Recently we've been working with a couple of vendors to identify some potential solutions for scaling backend databases horizontally. This problem has been plagueing drupal.org, as well as many other large scale Drupal sites. Drupal.org has been plagued with database issues (as the infrastructure team is painfully aware), and we're doing what we can to help.
We've taken a look at third party hardware, software, and MySQL's own technologies, and some actually do have promise.
There are two scenarios we are dealing with, and they both have their own set of challenges to overcome.
- Multi-tenant Hosting: several databases coexisting on the same mysql server instance.
- Single-tenant Hosting: a single database on one instance of mysql, ideally spread across multiple servers. (Drupal.org falls into this category)
The market breakdown:
- Continuent uni/cluster provides a middleware solution for MySQL/PostgreSQL that proxies requests between your application and the database servers, allowing one to scale the backend horizontally. It's a great idea, but the price for most startups is a tad prohibitive, and it suffers from write performance problems.

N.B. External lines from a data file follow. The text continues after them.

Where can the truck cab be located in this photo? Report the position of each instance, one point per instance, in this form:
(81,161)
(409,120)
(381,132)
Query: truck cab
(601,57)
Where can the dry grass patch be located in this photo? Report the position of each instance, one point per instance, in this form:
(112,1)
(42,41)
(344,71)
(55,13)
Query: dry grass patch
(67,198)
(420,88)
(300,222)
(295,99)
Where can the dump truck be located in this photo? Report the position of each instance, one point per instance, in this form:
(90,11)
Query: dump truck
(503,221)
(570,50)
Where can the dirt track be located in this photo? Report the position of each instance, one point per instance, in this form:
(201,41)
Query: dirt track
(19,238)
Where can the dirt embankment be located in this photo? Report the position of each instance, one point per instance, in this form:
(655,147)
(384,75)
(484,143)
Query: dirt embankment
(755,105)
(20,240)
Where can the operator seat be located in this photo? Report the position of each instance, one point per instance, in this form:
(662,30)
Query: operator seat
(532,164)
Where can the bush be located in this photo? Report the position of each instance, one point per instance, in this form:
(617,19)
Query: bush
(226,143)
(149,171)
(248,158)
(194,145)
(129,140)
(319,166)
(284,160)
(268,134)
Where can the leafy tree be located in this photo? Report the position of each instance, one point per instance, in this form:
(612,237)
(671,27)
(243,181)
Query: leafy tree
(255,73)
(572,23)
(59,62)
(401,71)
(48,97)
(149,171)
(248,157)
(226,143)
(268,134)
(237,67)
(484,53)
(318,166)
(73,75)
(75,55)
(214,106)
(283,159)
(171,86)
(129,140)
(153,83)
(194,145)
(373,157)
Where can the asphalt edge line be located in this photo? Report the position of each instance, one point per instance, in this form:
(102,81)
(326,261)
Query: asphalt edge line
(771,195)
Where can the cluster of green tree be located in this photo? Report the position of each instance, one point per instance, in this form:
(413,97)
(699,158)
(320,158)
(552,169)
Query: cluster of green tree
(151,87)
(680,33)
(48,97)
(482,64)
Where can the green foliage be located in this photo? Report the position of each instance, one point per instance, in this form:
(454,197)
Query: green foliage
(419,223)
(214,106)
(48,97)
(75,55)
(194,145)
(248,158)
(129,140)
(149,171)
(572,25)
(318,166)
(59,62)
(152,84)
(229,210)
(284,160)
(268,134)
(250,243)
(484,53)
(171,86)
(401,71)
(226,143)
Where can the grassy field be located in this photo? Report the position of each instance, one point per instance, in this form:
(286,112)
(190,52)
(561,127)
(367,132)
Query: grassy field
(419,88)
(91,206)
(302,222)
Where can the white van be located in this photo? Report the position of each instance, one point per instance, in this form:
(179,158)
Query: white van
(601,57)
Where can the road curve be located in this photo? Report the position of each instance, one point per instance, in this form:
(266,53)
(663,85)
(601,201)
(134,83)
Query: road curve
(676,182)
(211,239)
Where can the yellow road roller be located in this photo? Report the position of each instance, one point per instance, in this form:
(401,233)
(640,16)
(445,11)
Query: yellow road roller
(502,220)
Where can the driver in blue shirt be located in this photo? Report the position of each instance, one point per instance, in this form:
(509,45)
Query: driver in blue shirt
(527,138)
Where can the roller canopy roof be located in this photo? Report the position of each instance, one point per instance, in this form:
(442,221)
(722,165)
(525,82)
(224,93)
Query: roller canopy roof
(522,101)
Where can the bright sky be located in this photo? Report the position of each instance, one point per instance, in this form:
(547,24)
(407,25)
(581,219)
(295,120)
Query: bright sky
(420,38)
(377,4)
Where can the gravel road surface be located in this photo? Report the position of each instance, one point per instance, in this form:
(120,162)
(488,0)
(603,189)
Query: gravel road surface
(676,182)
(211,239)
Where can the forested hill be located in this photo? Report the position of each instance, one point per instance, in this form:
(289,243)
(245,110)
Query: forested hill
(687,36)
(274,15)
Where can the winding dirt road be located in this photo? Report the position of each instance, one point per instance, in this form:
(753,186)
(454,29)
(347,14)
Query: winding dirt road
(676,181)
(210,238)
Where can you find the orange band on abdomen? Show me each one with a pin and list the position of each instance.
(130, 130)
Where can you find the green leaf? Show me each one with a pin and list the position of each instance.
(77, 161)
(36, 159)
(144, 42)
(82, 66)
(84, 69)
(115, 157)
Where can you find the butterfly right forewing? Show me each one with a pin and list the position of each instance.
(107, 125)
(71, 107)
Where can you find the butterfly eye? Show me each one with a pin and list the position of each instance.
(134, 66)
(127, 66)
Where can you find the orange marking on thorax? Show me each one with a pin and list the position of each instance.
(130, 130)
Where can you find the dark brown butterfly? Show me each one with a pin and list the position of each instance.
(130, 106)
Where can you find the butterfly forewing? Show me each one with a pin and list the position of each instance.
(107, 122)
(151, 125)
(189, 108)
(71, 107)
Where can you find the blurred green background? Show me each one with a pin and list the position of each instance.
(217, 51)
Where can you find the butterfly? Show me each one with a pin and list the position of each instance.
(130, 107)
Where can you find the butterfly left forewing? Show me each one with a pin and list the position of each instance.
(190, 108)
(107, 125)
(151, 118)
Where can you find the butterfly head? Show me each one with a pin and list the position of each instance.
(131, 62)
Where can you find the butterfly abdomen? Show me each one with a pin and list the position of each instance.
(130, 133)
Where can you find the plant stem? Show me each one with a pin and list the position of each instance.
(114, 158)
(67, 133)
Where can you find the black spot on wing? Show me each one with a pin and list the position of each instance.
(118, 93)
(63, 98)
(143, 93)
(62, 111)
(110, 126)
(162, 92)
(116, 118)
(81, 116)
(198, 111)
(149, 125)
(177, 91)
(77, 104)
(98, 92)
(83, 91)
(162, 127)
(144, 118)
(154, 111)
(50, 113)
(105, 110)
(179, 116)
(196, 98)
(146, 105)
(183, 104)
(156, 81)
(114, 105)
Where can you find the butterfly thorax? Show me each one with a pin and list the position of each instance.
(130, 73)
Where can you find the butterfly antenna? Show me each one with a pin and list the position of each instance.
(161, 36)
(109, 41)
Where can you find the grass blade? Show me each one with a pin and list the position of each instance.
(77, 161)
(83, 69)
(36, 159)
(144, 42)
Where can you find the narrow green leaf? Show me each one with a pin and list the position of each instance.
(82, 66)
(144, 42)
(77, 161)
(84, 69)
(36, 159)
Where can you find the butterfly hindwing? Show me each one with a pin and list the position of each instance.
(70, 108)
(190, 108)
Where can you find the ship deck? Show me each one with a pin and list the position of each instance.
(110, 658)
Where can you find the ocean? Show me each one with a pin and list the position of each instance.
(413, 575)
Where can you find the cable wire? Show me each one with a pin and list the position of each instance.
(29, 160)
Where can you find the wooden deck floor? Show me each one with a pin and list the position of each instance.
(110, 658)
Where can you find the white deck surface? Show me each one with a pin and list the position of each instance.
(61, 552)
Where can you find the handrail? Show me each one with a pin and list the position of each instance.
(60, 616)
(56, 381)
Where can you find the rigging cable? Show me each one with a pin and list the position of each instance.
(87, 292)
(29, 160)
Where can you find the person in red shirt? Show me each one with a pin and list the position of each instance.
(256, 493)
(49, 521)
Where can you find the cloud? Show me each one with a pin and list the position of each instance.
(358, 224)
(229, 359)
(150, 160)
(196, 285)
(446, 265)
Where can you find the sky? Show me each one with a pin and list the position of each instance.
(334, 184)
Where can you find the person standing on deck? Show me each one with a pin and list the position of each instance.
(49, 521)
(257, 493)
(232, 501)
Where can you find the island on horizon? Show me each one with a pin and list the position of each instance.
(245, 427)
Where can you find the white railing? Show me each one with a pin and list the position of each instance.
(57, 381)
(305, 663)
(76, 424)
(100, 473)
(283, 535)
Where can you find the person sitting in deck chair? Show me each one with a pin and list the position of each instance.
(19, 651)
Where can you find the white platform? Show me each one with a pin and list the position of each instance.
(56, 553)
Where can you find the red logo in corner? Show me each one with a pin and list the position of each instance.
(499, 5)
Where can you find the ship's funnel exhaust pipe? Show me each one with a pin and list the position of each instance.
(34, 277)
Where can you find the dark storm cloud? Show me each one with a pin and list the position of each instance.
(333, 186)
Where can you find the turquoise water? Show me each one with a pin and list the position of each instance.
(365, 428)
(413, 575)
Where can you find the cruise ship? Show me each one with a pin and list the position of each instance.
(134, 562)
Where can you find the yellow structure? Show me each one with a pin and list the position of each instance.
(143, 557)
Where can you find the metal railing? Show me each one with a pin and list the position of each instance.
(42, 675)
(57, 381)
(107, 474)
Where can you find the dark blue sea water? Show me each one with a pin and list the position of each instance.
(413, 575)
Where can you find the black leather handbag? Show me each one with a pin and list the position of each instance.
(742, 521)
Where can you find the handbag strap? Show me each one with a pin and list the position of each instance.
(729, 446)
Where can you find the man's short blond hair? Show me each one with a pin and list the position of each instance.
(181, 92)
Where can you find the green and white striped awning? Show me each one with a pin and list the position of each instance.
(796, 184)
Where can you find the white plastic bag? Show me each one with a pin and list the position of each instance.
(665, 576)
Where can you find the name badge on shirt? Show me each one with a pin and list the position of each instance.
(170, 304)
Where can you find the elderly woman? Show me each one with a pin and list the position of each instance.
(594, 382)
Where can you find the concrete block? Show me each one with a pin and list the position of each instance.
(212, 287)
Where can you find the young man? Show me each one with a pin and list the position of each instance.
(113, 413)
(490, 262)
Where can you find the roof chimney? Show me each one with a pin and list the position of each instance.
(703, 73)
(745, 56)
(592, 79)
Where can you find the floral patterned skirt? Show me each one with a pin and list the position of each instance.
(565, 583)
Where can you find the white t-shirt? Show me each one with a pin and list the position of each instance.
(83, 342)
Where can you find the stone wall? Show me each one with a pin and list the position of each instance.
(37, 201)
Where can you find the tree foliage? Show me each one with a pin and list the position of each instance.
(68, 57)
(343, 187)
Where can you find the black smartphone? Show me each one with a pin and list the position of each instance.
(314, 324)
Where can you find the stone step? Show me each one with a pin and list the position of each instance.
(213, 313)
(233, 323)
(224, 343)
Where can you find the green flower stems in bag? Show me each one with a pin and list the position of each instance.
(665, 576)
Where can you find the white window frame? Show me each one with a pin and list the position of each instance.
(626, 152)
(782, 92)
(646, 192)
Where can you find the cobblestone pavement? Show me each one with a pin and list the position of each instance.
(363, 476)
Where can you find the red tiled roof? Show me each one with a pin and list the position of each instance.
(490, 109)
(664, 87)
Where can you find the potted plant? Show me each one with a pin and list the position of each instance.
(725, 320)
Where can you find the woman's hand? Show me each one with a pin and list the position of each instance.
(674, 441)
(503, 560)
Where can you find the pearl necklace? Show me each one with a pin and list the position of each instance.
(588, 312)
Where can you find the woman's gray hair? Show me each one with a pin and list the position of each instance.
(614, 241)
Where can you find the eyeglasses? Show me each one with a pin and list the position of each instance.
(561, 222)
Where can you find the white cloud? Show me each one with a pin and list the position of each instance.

- Sequoia is Continuent's open source offering. It offers a subset of the features provided by their commercial offering, and should work surprisingly well for single-tenant installs that do a lot of reads (it still has issues with write speed). Other downsides include the requirement of a specialized odbc driver, as well as a less-than-stellar memory footprint of 512MB per sequoia instance (it's a Java process, and it's generally run on each MySQL physical backend server). This is, of course, assuming that you have the required 3 days to set it up properly.
- Dolphinics provides a hardware based solutions for clustering that allows multiple servers to share the same memory pool in a very low latency. Ideally this works in tandem with MySQL Cluster to allow the cluster to be grown by simply throwing more hardware at it. We're currently testing out this solution, and will update as we have more.
- MySQL Cluster provides a solution that should theoretically solve most of the pain point for the market, but it only addresses the availability element of the equation and not scalability. In order to grow your cluster, you are required to have a hot standby cluster replicated and waiting, and then have to export and re-import all of your data once the cluster has been expanded.
The more I think about it, the more I'm frustrated that MySQL hasn't solved this problem reliably themselves. Not even MySQL's own site is using Cluster at this point (they're still using master-slave replication), so I'm worried that they've shipped a solution that doesn't provide what the market is demanding.
We've been talking recently with Continuent to help address this issue, but the problem is far more than "just throw more hardware at it." Our discovery with them led us to understand that there are different models for scaling; some around replication, others around data partitioning, and it's a matter of finding the right balance of the two for a given solution.
We'll be working more with both Continuent and Dolphin, as I can guarantee that hope of a working solution is on everyone's mind.